她趴回床上,把脸埋进手臂里。
她的身体还热着。那股她二十年没尝过的感觉还刻在她每一寸皮肤上,像一只看不见的手还搭在她腰上。
几日后,还是诺顿馆,还是狮心会的聚会。
路鸣泽今晚喝得特别多。散场的时候,他已经软在沙发里,嘴里冒出起伏不定的鼾声。
癞皮狗是倒数第二个站起来的。
他一直等着众人散去。
上回被当众骂得下不来台,他一直记着这笔账。
这会儿屋里人走得差不多了,就剩这一个醉成一滩烂泥的废物。
但是苏茜还没走,她坐在桌子另一头,端起杯子,又放下,换了个姿势,抬眼,看了癞皮狗一眼。
癞皮狗看看路鸣泽,又看看苏茜,嘴角抽了抽,知道学姐的意思。哼了一声,扭头走了,门在身后带上。
屋里安静下来。灯光昏黄,酒气还没散尽。苏茜站起来,也准备走了。
“别离开我。”
声音从沙发那边传来,低低的,含混不清,带着酒后的沙哑。
苏茜的脚步停住了。
“我不会……再让楚子航伤害你。”
她整个人僵在原地。楚子航。那个名字,她守了两年,守到全校都以为他们是一对,守到自己都快信了。可从来没有一个人这样对她说过。
她慢慢转过身。
路鸣泽不知什么时候已经站起来,摇摇晃晃地走到她面前。
他看着她,目光涣散,像是醉得厉害,又像是清醒得过了头。
他伸出手,一把抱住了她。
抱得很用力,又很小心,像怕碰碎了什么。他的下巴搁在她肩头,她闻见他身上浓重的酒气,还有一点他自己都不自知的、发烫的温度。

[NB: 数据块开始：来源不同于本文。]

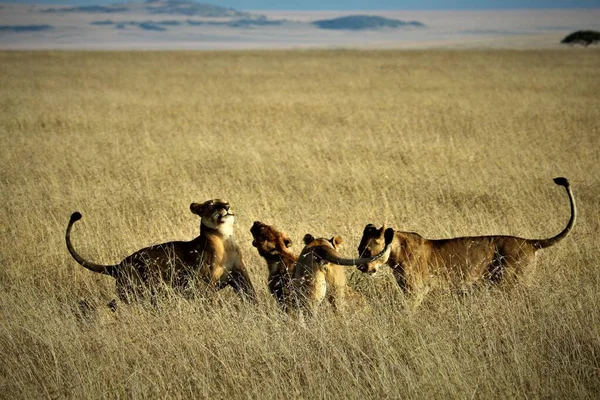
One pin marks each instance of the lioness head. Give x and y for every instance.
(215, 214)
(269, 242)
(373, 242)
(318, 249)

“我不是夏弥。”苏茜却没有拨开路鸣泽的手,倒不是她失去了抵抗力,而是可怜这个无助的废柴胖子,即使他这几天这么过分。
“对不起,学姐。”他说,声音闷在她肩上,“我不该这样的。”
他松开她,往后退了一步,站不太稳,扶了一下桌子才稳住。他垂下眼,没再看她,摇摇晃晃地往门口走。

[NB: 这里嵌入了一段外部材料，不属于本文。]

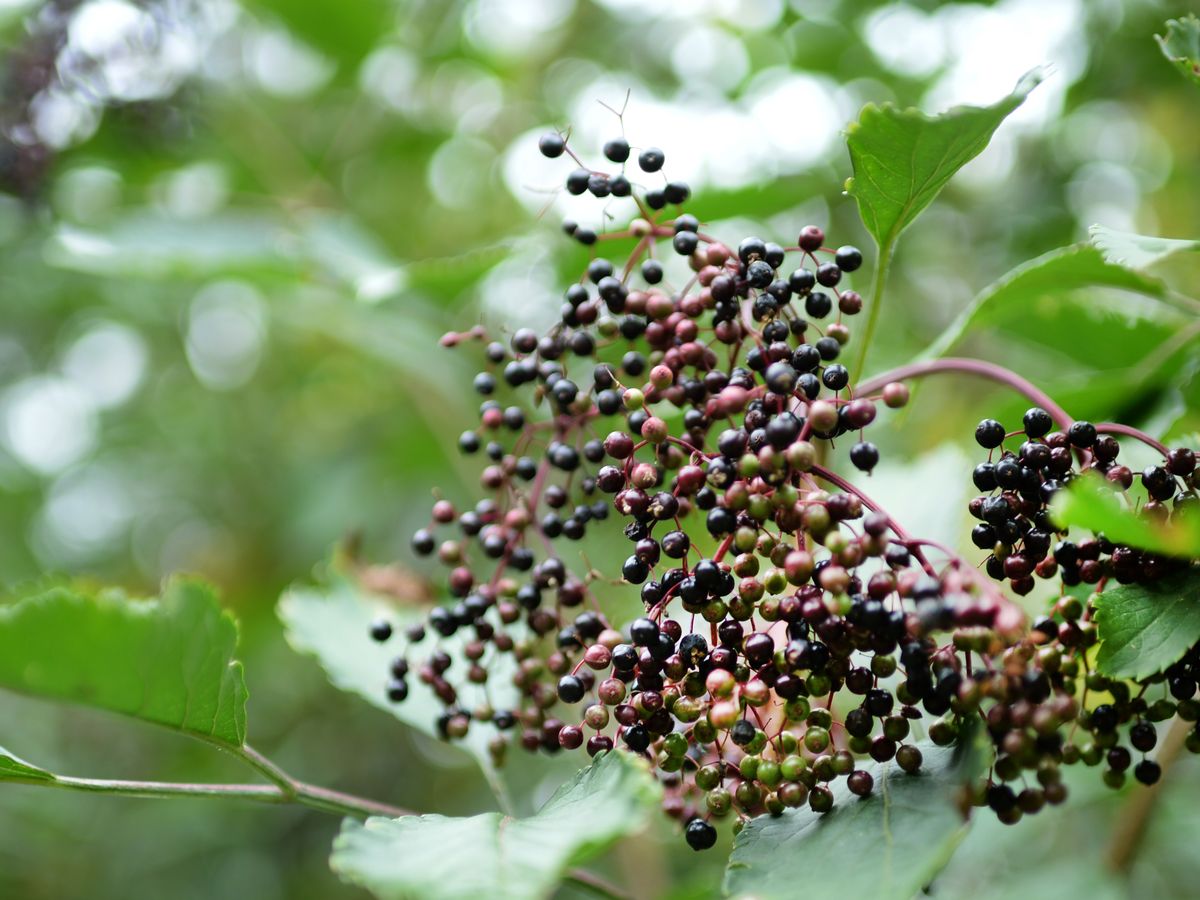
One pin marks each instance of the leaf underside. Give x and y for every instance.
(1137, 251)
(1090, 503)
(331, 623)
(886, 846)
(1181, 46)
(13, 768)
(168, 661)
(493, 856)
(901, 159)
(1145, 628)
(1018, 299)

“我没有把你当成别人。你就是你自己,不是任何一个人。从我第一次见你说的第一句话就是认真的。”
苏茜站在原地,站在那盏昏黄的灯底下。
灯光把她的影子拉得很长很长。
她低头,看着自己的手。
屋里只剩下她一个人,酒气散尽了,安静得能听见她的心跳。
她想起按摩床上那只手,想起那句“我不会再让楚子航伤害你”,想起他醉醺醺地抱着她,下巴搁在她肩头,像个终于找到地方歇脚的旅人。
她没有动。她只是站在那里,心跳一声比一声快。
过了几天,路鸣泽没再烦苏茜,连诺顿馆的聚会都不来了。
苏茜照常训练,瓦妮莎帮她按摩放松。
可苏茜趴在那儿,闭着眼,等那阵酥麻再来一次,却总等不到。
她忽然想起那双手的温度。
她去找路鸣泽,是在五天后。
路鸣泽开门的时候头发还乱着,像是刚睡醒。看清是她,他微笑着让开半边门:“学姐依然光彩动人,找我吗?”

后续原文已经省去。